With a population of 66,000, St. Charles is Missouri’s ninth-largest city, and was the state’s capital from 1821 to 1826.
“We have old and new areas, which means we have a lot of odd-sized sewer structures,” the city's Lead Equipment Operator Cory Rackley said. “Adjustable risers make it much easier to raise all these differently sized manholes to grade.”
Rackley maintains the city’s sanitary and storm sewer networks, and is responsible for keeping about 10,000 manholes precisely at grade. If they are too low, citizens and council members complain. But if they are too high, even by as little as a quarter inch, snowplows will catch and tear them out.
For years, his crews raised manholes to grade after new paving with traditional methods that required excavation and the use of concrete rings or bricks. But since 2008, he has been using Pivoted Turnbuckle Adjustable Manhole Risers, made by American Highway Products (AHP), to raise manholes precisely to grade without excavation, without significant traffic closures, and without the need for equipment to lift and set heavy concrete rings. “When we have a manhole to raise now, we can do it in half an hour or less, depending on traffic, without stopping traffic or digging up pavement,” Rackley said. “Compared to that, the concrete rings were a nightmare—they’d take one to two days, and usually required detours.”
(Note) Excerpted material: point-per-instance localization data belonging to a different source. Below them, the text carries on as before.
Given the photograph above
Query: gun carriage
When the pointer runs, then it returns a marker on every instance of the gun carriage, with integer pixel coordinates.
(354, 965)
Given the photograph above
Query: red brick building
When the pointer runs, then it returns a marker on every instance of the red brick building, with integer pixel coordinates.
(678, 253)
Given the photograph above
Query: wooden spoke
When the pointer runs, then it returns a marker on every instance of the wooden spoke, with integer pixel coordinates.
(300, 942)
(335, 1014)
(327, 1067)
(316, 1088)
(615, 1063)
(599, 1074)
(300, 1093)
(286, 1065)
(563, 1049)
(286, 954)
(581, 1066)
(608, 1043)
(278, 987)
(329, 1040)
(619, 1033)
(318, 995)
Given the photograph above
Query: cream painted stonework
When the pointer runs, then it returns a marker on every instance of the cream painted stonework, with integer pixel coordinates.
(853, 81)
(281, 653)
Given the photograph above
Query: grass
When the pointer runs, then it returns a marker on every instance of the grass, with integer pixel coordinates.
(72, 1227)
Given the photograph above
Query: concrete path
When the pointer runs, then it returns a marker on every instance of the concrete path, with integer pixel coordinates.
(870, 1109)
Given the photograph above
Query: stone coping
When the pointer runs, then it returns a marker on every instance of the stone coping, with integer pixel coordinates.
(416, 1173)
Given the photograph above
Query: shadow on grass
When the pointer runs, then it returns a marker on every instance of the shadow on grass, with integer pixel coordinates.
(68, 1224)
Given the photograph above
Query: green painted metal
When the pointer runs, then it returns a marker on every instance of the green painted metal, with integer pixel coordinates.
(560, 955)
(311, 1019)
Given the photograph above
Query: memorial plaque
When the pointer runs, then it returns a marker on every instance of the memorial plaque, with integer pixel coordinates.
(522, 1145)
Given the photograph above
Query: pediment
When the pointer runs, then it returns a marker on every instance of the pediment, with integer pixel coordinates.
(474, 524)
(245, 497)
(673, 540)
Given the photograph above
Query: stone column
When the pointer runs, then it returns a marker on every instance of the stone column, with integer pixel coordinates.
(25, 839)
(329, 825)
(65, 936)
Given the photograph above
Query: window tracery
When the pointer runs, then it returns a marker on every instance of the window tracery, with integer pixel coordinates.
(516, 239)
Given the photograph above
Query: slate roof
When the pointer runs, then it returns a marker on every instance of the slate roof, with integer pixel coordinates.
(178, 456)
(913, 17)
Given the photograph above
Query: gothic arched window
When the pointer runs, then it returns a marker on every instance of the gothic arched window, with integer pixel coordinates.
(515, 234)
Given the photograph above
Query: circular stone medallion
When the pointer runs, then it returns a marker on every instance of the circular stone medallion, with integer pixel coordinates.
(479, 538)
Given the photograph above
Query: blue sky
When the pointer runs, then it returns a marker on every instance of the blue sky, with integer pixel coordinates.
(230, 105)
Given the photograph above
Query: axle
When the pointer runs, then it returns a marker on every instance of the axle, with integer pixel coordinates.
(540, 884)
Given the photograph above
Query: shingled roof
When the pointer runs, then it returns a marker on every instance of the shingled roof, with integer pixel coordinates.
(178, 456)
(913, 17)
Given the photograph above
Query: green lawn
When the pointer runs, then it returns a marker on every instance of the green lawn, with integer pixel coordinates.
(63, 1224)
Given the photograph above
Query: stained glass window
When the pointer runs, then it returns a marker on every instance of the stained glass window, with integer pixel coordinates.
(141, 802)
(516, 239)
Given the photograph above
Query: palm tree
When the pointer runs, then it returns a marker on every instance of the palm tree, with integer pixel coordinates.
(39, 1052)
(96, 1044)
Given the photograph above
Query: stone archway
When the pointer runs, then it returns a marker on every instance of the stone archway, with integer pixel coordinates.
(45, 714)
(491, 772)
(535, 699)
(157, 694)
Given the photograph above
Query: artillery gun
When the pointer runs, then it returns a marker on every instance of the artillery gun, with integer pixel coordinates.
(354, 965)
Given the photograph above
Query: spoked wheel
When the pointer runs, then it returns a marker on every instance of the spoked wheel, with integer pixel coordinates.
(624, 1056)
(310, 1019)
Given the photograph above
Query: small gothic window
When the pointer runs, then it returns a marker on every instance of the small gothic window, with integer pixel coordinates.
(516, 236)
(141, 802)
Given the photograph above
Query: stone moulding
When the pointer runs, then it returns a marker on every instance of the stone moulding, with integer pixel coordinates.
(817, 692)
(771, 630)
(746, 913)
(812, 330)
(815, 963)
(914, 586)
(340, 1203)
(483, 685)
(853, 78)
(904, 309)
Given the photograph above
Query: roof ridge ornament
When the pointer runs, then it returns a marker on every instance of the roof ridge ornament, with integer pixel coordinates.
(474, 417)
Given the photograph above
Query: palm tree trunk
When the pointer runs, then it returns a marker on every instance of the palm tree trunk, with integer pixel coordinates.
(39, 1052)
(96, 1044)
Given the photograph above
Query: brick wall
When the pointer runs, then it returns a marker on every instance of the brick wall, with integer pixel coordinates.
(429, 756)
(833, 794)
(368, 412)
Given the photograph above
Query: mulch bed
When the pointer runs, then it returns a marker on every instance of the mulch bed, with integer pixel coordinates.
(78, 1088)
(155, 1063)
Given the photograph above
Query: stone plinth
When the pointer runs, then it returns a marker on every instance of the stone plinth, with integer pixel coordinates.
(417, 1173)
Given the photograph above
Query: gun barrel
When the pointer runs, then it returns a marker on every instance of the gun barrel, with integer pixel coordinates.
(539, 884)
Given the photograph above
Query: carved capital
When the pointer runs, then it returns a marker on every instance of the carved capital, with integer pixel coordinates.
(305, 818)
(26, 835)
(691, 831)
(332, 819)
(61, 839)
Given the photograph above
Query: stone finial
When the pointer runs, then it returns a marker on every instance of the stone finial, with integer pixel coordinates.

The AHP adjustable riser is a flexible, galvanized ring made with American steel that uses a turnbuckle to adjust riser diameter. For the installation process, one man sets the riser in original utility rims and uses a screwdriver as a lever to expand it to fit. Since the turnbuckle leverage applies thousands of pounds of force, the riser seats in the rim tightly, providing a new rim for the manhole with no rattling or looseness.
City crews set 40 or more of the AHP risers annually, and contractors set about the same amount. Sometimes, the city has to redo contractor work. “They’re responsible for getting manholes to grade, but sometimes we can’t have an engineer or inspector on hand, and they aren’t as close as we’d like. And sometimes compaction is bad, and settling causes manholes to sink a bit,” Rackley explained. “When that happens, we’re able to replace the riser with one that’s slightly taller, and bill the contractor. And we’re usually able to reuse the riser that comes out.”
The city also keeps risers on hand, in multiple sizes, for their own use, and occasionally for contractors. In the last year, Rackley also has started using inclined risers, a newer product from American Highway Products. These help make an even closer match to the final road surface.